These days, most of us will be having to live such different lives than we are used to – keeping self-isolated, working from home,juggling commitments to our family, work, and research, as well as caring for the health and wellbeing of ourselves, our friends, and our loved ones. Over the coming weeks, we’ll be asking some of our Shiloh members and supporters how they are dealing with this “new normal”way of life. We hope this helps to keep our community connected with each other, and can serve to inspire us, reassure us we’re not alone, or even distract us a little from everything else we are dealing with right now.
Our series kicks off with one of the greats of biblical studies, Deryn Guest. Deryn teaches Biblical Hermeneutics in the Department of Theology and Religion at the University of Birmingham and is a trailblazer in the areas of gender theory, queer theory, and psychological theory as these relate to the Hebrew Bible.
Co-editor of The Queer Bible Commentary (SCM, 2006), co-author of Transgender, Intersex, and Biblical Interpretation (SBL, 2016), and author of Beyond Feminist Biblical Studies (Sheffield Phoenix, 2012), all of which break new and important ground in the discipline, Deryn has published extensively on the book of Judges in particular. At present, Deryn is writing an Earth Bible Commentary (Bloomsbury) on Judges. Deryn’s is a totally distinctive voice, blending whip-smart scholarship and integrity and never compromising on either.
So, what’s up, Deryn Guest?
Gosh, even introverted home birds miss social contact. Such was my realization as the morning work schedule kicked in during week one of lockdown. I was no longer filling up my kettle at the water cooler with office staff and colleagues, chatting about moments of hilarity on the Great British Bake Off, or the over-crowded commute that morning, or, of course, the perennial topic of the weather. Bonhomie at the water cooler – a convivial, social start to the academic day.
I rely now on my usual pre-commute morning ritual: a lit candle, a steaming cup of tea, some quiet moments of contemplation. After that, I’m ready for organizing the day into varied activities that keep the body oiled as well as the mind. A couple of hours on research, break for half an hour gardening, answer emails, take exercise, create some online teaching material, skype supervisions for postgrads. And I’m bearing up well. The quietness of being at home is good for my soul. The office of choice is the garden where I am accompanied by the chatter of birds communing socially at their own water coolers based at strategic points in the garden. When wet, I work in the kitchen where I can see the garden through the patio windows. Either function well for writing an ecological commentary on the Book of Judges, which is the current project.
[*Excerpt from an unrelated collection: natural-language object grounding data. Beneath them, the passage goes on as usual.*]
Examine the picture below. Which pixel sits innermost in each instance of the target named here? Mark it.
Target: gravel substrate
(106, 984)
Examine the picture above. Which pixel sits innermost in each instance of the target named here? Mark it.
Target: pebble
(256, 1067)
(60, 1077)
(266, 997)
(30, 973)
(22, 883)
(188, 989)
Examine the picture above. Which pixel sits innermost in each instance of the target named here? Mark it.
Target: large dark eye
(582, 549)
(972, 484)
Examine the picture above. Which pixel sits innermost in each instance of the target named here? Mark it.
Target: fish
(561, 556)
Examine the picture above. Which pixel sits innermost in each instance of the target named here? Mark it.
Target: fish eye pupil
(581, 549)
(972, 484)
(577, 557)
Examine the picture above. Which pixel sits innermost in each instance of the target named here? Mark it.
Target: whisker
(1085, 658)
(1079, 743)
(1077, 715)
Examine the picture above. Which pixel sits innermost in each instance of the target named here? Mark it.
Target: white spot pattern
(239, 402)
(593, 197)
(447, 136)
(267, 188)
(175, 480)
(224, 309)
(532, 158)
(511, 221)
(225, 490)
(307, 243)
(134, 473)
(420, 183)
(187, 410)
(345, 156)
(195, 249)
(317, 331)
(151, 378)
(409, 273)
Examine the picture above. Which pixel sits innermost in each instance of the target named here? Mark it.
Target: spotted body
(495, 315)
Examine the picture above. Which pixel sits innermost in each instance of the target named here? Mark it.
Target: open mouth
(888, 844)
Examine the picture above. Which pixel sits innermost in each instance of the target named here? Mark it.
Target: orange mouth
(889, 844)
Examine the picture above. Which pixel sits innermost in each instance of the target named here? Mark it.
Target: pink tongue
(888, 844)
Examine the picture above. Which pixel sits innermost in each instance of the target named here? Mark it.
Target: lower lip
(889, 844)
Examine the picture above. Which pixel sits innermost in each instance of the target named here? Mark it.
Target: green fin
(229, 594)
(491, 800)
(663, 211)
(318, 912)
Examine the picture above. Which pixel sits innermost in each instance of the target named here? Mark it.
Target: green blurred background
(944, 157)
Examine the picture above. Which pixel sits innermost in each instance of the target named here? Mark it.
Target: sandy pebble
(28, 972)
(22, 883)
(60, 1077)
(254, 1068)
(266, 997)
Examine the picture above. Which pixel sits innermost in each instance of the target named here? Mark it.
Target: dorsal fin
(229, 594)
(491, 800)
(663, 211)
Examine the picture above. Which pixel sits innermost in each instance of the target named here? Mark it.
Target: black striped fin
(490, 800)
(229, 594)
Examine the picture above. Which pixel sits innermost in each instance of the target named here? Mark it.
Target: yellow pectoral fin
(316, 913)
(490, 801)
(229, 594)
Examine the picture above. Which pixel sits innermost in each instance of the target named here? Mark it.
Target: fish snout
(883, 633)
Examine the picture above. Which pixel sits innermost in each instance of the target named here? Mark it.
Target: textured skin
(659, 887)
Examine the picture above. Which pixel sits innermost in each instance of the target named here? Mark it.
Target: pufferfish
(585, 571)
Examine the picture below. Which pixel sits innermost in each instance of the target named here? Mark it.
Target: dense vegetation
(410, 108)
Fresh in my mind as I work on the story of the abducted women in Judges 21 is the capture of the Yazidi women taken into sexual slavery against their will by ISIS soldiers, dislocated from their place of home and family. Warfare, ancient or modern, always has severe consequences for the bodies of women. Writing ecologically, I think of how the land can act as witness to atrocities; how the sacred energies of a place are desecrated; how, in Judges 21, the pulsing, whirling of girls’ feet was suddenly felt no more, leaving the earth bereft of its place in the dance. Being in the garden, watching the birds, listening to their singing and scolding (of cats), I wonder what the sounds of the places called Shiloh and Sinjar were in usual times, what were the sounds during the abduction, and then, with sadness, I ponder the sound of the aftermath.